After a while people became aware that they could rely upon finding us there on Saturdays and we would of course invite people to join us. Our twosome gradually became 6, 7, 8 and some Saturdays as many as a dozen people gather for breakfast.
My family are suckers for children. So, of course, when parents would bring their children in, we would make a big deal over them. We carried on conversations across the restaurant with one young couple and their beautiful little six-year-old girl so often that eventually we invited them to join our table. A couple of years later, they added another beautiful little girl to the mix.
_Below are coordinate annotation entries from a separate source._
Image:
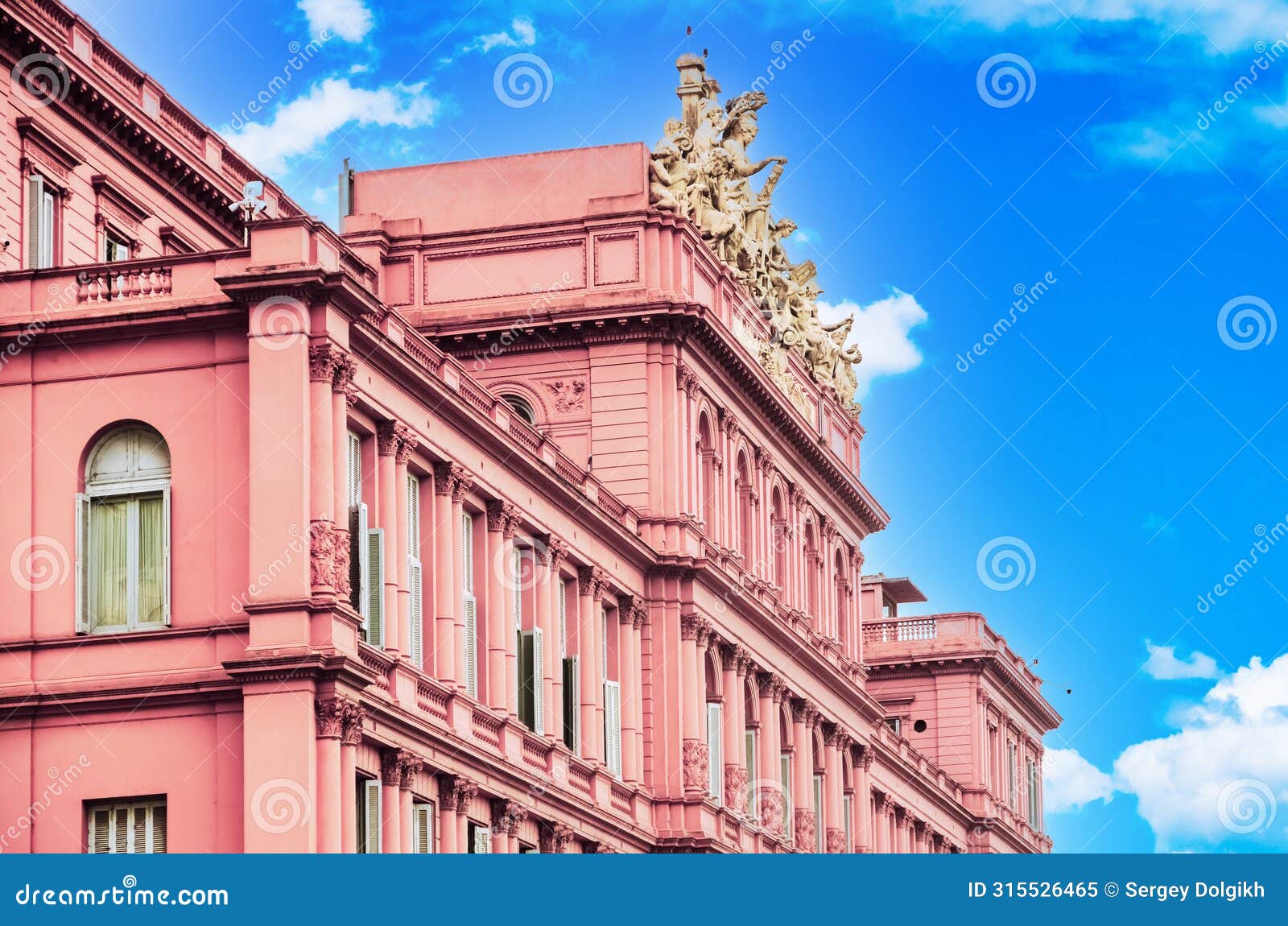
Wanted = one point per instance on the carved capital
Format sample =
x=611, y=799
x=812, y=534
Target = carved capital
x=353, y=717
x=592, y=581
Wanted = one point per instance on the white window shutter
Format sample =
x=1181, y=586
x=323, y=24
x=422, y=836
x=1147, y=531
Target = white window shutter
x=470, y=643
x=414, y=603
x=539, y=702
x=84, y=622
x=35, y=202
x=715, y=756
x=358, y=559
x=374, y=810
x=423, y=829
x=377, y=586
x=165, y=554
x=613, y=726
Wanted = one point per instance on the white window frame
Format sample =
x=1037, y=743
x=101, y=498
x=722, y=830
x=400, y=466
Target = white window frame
x=130, y=488
x=152, y=825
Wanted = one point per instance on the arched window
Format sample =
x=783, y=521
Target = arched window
x=708, y=475
x=811, y=572
x=715, y=730
x=122, y=535
x=521, y=407
x=744, y=488
x=779, y=530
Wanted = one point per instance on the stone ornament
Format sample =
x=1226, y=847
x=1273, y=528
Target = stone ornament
x=701, y=170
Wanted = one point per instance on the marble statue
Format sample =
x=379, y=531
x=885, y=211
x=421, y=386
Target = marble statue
x=701, y=169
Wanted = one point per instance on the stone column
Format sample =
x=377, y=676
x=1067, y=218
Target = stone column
x=390, y=803
x=803, y=775
x=863, y=839
x=407, y=768
x=732, y=737
x=837, y=741
x=330, y=726
x=693, y=704
x=770, y=799
x=402, y=616
x=351, y=736
x=448, y=814
x=590, y=651
x=388, y=440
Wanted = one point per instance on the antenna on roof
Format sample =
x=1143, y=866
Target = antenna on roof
x=345, y=193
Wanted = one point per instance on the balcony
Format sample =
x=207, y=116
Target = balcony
x=939, y=636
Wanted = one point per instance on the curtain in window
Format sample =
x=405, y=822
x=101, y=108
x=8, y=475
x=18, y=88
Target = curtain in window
x=151, y=565
x=109, y=564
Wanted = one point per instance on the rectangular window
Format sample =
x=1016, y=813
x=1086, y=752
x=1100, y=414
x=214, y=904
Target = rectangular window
x=469, y=607
x=1011, y=771
x=613, y=726
x=42, y=223
x=715, y=758
x=122, y=560
x=369, y=816
x=531, y=680
x=115, y=247
x=785, y=771
x=415, y=580
x=122, y=827
x=422, y=829
x=818, y=813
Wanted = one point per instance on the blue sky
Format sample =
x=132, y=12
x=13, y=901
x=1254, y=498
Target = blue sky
x=1094, y=193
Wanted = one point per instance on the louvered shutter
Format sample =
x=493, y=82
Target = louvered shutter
x=374, y=809
x=358, y=559
x=572, y=705
x=84, y=620
x=423, y=829
x=715, y=756
x=165, y=554
x=101, y=831
x=414, y=571
x=159, y=829
x=539, y=702
x=377, y=586
x=35, y=204
x=613, y=726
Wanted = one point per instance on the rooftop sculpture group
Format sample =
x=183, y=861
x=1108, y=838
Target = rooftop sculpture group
x=701, y=170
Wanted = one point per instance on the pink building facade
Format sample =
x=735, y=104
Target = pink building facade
x=477, y=527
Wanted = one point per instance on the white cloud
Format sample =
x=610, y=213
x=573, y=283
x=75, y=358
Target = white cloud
x=1221, y=27
x=1224, y=775
x=881, y=330
x=351, y=19
x=1165, y=666
x=1069, y=782
x=525, y=36
x=302, y=125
Another husband and wife fell into the same rhythm of talking from table to table and the regulars grew again.
By the way, that little six-year-old is now a rising Junior at William & Mary and her baby sister starts the Governor’s School in the fall. Mom and I got to be surrogate great Grand Mom and Grand Dad. Pre-Covid we would attend their school functions. I hope when things return to “normal” I can fall back into that routine.
Between Mom’s failing hearing and the size of the crowd, we had to find another time and place for our one-on-one tete a tetes.
Mom, Marguerite Wine Turner, passed away last July.
But the breakfast tradition continues.
Even when I’m not there the group still gathers.
Since Covid, staffing issues have forced them to delay opening 9:00 AM which puts a crimp in our Saturday morning productivity, but it’s led to a new routine. Most Saturday we leave Joe’s and spend an hour at the Virginia Museum of Fine Arts before running by the grocery store and hustling home by noon, so Marie can join her gym buddies for their Saturday Zoom get together.
Last week marked 30 years since Daddy’s death. There’s still a big hole in my heart, but the community that has grown up around our mornings at Joe’s has gone a long way to ease the loss.
We have watched the waitstaff, grow from teenagers working their way through college, to become teachers who pick up an occasional shift to stretch their budgets to moms and dads, who bring their little ones in for breakfast.
Nick, passed away this past spring. In his short 76 years on this earth, he had a huge impact on his adopted city. Joe’s Inn is The Heart of The Fan and The Fan is The Heart of Richmond.
If you ever find yourself here on a Saturday morning, come join us.
You’ll be welcome. You’ll find us standing on the sidewalk waiting for them to open the door.
Nick ruled over Joe’s for 46 years.
I’m hoping to sit at my Saturday table for at least that long.